Spirituality in Language Teaching

So when people say that they “use spirituality in language teaching”, what does this mean exactly?

As it is, I’m wary of people who use the word “spirituality” in a non-ironic fashion. Which is why imagining spirituality as part of teaching methodology kind of scares me.

10 thoughts on “Spirituality in Language Teaching”

  1. I do it almost daily – all those Catholic authors. Some schools teach the Bible in Spanish, etc., and in culture classes and so on one can talk about the other religions also present in the world of the language they’re teaching. I’m assuming this is for an interview where they’ll ask that question.

    Privately of course I try to practice some form of Buddhism or yoga while teaching freshman and sophomore language classes, when I have to do it, but I would not advertise this. 😉


    1. “Privately of course I try to practice some form of Buddhism or yoga while teaching freshman and sophomore language classes, when I have to do it, but I would not advertise this.”

      – Yes, I’d pray to any God and worship any deity to get through that experience. 🙂 🙂


  2. I don’t use “spirituality” per se in my teaching. (Of course, I teach British lit, mostly.) But I do make reference to religious stuff that’s found in literature. While I’m not a spiritual person, I do have the benefit of having gone to Catholic schools all my life, so I can suss out the religious connotations and share them with my students. It, at least, shows the significance of religion in literature. But I don’t dwell on it. Personally, I am in 100% agreement with you when you say that you are “wary of people who use the word ‘spirituality’ in a non-ironic fashion.” That, for me, was the hardest, scariest part about moving back to the Midwest — people actually believe in God here.

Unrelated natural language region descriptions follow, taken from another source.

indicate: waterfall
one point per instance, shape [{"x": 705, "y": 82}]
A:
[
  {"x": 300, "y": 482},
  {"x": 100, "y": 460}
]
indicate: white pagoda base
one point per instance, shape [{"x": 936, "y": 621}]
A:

    1. I don’t know what they believe and which God tells them that it’s a good idea to engage in this particular for of exhibitionism, but I always feel sad for people who sell their religion in public.


  3. This discussion is missing the point completely. If I say ‘spirituality’ in such a context as this, it means getting students to take a relaxed, Zen approach to learning and drop being so self conscious that they are terrified of making a mistake. This is the only meaningful spiritual aspect of teaching, as far as I can tell. It has nothing to do with content and everything to do with helping to free students from their fears so that they can succeed.


      1. Right. It definitely isn’t. David is missing the point of the question completely. He’s got the luxury of not having to deal with this kind of question and I envy him, but I don’t appreciate his condescension to those of us who really have to deal with religious atmospheres, make tenure in these situations, etc., and yes, I am talking about public research institutions.


      2. Profacero, I am puzzled that you view my remark as condescending. I don’t see how this is what I was doing at all. Please explain. I attended a FUNDAMENTALIST Xtian college as an undergraduate, so I think I am aware of the issues you are discussing. And, I think they have nothing to do with spirituality. The kinds of things others besides me have written about here would have been called Christianity, not spirituality. In fact, the word spirituality would have been called dishonest, used perhaps by a non-Xtian trying to fit into the Christian environment.


  4. Going the other way around actually does make some sense to me, using language to teach spirituality, although I’m also a decidedly non-spirited person.